Improving the tubes would have to wait, though. When the Second World War broke out, Shockley took an interest in radar development and toured the front lines to train pilots to use their new electronic targeting systems. Shockley was so respected for his mathematical prowess that, near the end of the war, he was asked to predict the casualties American forces could expect in a full-out invasion of Japan. His report ended up influencing one of the biggest decisions in human history: his calculation that a
staggering 400,000 to 800,000 American soldiers would be killed in such an attack made the decision to drop the atomic bomb an easy one.

When the war ended, Shockley returned to Bell Labs and the vacuum tube. With his team, he experimented with different semiconducting materials to see which moved electricity most efficiently. The group eventually settled on germanium and gold, and in 1947 they unveiled the transistor, a chip made from these semiconductor materials which, after some improvements, worked far more efficiently and was much less fragile than the glass vacuum tube. No sooner was it invented, though, than a fight broke out over ownership. Bell Labs patented the device with John Bardeen and Walter Brattain, two of Shockley’s team members, but left his name off the paperwork. There were also questions about whether the team had improperly referenced an earlier patent filed in Canada on a similar device, which was never built. A disgruntled Shockley, described by
Time
magazine as “a very competitive and sometimes infuriating man,” wanted his proper due and set to work on an improved transistor, which he patented himself and unveiled in 1951.
33
Two years later, after being passed up for promotion at Bell Labs because of his difficult personality, he returned to his roots as a visiting professor at the California Institute of Technology.
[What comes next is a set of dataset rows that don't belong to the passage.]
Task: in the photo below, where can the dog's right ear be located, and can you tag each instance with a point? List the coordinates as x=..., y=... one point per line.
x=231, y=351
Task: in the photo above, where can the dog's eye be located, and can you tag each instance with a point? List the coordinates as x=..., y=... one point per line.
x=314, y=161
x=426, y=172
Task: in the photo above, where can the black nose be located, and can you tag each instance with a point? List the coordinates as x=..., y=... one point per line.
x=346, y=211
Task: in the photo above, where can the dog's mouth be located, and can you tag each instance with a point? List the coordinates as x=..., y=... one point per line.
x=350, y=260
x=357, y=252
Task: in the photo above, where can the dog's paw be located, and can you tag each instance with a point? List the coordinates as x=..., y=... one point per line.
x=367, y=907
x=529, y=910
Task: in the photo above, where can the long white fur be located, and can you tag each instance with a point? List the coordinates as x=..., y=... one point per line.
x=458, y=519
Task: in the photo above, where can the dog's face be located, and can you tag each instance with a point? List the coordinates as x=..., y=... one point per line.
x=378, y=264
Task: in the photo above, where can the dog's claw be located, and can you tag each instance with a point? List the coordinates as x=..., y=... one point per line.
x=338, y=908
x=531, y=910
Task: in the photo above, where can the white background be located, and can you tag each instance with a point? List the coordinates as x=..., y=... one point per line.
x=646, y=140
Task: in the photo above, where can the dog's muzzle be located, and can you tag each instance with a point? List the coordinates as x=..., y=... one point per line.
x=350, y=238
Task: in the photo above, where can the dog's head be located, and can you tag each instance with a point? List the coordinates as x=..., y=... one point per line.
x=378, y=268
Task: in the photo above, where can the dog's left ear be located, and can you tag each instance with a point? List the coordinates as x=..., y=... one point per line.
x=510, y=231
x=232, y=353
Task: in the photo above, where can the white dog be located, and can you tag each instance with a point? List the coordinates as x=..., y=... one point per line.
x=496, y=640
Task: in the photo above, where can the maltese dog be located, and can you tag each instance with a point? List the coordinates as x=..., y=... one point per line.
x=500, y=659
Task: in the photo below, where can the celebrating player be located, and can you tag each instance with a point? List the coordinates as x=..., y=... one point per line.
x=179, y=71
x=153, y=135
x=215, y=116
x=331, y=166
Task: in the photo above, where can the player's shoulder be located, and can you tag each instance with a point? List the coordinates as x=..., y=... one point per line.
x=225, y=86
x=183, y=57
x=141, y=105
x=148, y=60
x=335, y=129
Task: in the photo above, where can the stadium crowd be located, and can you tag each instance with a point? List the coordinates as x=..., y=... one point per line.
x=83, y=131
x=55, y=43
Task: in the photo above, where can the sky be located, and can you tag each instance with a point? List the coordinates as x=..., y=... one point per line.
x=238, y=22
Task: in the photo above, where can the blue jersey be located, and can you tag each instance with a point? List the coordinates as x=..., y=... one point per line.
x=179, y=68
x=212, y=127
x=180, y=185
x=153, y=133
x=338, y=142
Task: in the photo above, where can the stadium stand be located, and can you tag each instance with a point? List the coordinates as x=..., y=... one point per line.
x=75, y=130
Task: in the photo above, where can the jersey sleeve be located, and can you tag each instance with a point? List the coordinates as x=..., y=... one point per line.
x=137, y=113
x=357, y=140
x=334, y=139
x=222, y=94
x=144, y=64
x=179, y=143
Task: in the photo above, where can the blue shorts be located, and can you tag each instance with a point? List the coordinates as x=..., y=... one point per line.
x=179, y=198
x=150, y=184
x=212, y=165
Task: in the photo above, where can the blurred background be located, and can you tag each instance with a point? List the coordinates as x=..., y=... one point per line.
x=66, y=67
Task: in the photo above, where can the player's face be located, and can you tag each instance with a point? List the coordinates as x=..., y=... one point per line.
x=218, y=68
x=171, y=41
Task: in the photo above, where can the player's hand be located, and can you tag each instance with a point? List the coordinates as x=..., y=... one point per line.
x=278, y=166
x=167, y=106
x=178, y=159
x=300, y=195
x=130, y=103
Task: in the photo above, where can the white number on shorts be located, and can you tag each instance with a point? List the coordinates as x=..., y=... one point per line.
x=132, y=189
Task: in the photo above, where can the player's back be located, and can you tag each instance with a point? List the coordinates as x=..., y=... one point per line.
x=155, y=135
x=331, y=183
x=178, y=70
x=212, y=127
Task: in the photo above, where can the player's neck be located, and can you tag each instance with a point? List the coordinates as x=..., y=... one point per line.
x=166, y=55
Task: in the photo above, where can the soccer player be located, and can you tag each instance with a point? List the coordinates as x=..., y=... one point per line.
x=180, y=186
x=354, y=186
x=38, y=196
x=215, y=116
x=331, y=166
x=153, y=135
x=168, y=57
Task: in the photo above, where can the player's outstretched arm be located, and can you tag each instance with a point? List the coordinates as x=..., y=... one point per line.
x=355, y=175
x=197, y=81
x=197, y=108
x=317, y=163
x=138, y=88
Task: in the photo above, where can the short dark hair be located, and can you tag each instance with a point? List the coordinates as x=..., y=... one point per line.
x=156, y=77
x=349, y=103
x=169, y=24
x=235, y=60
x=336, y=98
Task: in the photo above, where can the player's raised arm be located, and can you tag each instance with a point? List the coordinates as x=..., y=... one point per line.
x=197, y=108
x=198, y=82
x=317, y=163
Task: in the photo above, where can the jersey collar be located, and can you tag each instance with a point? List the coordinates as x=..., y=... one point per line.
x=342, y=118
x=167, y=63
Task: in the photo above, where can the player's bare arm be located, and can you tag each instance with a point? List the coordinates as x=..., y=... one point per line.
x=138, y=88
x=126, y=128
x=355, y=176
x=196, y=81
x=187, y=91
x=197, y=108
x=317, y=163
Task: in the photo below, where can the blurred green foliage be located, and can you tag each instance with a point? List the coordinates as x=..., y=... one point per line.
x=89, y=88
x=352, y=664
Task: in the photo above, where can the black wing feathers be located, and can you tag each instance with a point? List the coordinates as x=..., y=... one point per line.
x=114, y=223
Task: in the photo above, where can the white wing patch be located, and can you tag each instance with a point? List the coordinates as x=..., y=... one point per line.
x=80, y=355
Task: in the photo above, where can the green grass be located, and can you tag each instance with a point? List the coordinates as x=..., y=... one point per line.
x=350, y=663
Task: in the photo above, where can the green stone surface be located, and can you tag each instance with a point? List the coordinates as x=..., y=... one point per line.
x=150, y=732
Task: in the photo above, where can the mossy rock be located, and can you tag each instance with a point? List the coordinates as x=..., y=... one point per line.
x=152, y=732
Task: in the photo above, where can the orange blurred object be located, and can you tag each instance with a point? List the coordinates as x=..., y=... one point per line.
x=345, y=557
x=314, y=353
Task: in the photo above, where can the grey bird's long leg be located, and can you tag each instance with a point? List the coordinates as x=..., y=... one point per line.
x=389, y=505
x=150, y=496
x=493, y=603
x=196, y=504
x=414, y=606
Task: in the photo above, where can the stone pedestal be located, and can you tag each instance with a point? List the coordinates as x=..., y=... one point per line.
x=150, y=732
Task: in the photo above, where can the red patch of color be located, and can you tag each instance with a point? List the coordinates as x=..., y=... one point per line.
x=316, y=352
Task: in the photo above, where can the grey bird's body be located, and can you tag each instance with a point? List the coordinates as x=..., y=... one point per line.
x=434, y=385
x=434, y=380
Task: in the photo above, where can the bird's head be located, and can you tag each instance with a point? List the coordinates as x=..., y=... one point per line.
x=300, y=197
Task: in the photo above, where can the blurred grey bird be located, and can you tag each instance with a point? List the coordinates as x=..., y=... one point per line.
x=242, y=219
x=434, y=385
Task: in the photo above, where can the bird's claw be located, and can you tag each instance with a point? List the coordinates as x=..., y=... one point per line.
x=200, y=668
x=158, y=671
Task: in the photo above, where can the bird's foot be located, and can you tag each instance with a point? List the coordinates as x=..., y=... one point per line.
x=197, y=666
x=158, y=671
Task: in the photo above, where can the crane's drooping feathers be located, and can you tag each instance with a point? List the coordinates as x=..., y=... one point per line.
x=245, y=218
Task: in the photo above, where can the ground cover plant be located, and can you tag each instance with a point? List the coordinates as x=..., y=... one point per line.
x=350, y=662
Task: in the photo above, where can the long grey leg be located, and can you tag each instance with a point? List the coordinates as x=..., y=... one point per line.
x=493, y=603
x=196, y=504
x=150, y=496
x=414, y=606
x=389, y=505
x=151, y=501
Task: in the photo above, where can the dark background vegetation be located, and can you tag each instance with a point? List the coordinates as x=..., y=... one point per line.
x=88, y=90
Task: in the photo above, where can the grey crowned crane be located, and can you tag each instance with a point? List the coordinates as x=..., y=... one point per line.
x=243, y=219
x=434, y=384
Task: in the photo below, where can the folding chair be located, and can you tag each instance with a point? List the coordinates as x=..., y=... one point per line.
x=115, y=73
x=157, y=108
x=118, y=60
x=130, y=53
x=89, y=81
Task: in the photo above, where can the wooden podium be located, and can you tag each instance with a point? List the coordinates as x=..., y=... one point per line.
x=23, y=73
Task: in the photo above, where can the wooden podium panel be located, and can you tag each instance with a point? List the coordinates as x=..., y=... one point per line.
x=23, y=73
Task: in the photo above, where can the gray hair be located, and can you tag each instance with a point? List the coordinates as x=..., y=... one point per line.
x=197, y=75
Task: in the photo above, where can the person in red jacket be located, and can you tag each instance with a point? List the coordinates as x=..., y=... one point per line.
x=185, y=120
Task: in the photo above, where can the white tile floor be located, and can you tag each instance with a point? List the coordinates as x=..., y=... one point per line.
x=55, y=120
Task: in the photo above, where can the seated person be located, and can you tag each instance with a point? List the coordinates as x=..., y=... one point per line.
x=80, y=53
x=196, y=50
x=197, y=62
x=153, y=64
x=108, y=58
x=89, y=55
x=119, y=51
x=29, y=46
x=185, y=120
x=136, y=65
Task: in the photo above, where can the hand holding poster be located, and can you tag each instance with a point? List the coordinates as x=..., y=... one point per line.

One of his friends there, Arnold Beckman, convinced Shockley to set up his own company as a division of his firm, Beckman Instruments. In 1955 Shockley Semiconductor opened its doors for business in Mountain View, only a few kilometres from Palo Alto, where Shockley had grown up.

Ironically, Shockley gave rise to a new epoch, not with something he did but with something he
didn’t
do. After conducting
some experiments with silicon as a semiconductor, he decided against using the material, much to the dismay of several of his researchers, who believed it to be superior to other substances. Eight of his scientists, whom Shockley dubbed the “traitorous eight,” split from his company over the decision and formed their own firm, Fairchild Semiconductor. In 1958 the new firm succeeded in building the first integrated circuit, which packed a number of transistors onto one miniaturized chip. (Texas Instruments, based in Dallas, coincidentally made the same breakthrough at about the same time.) This was the beginning of microelectronics and the official cornerstone of what would come to be known as Silicon Valley. Two of the “traitors,” Robert Noyce and Gordon Moore, left Fairchild in 1968 to form their own company, Intel, in nearby Santa Clara. Today, of course, Intel is the dominant maker of microprocessors while Moore’s famous 1965 prediction that the number of transistors that could be packed onto an integrated circuit roughly doubles every two years has become a “law” that still holds true.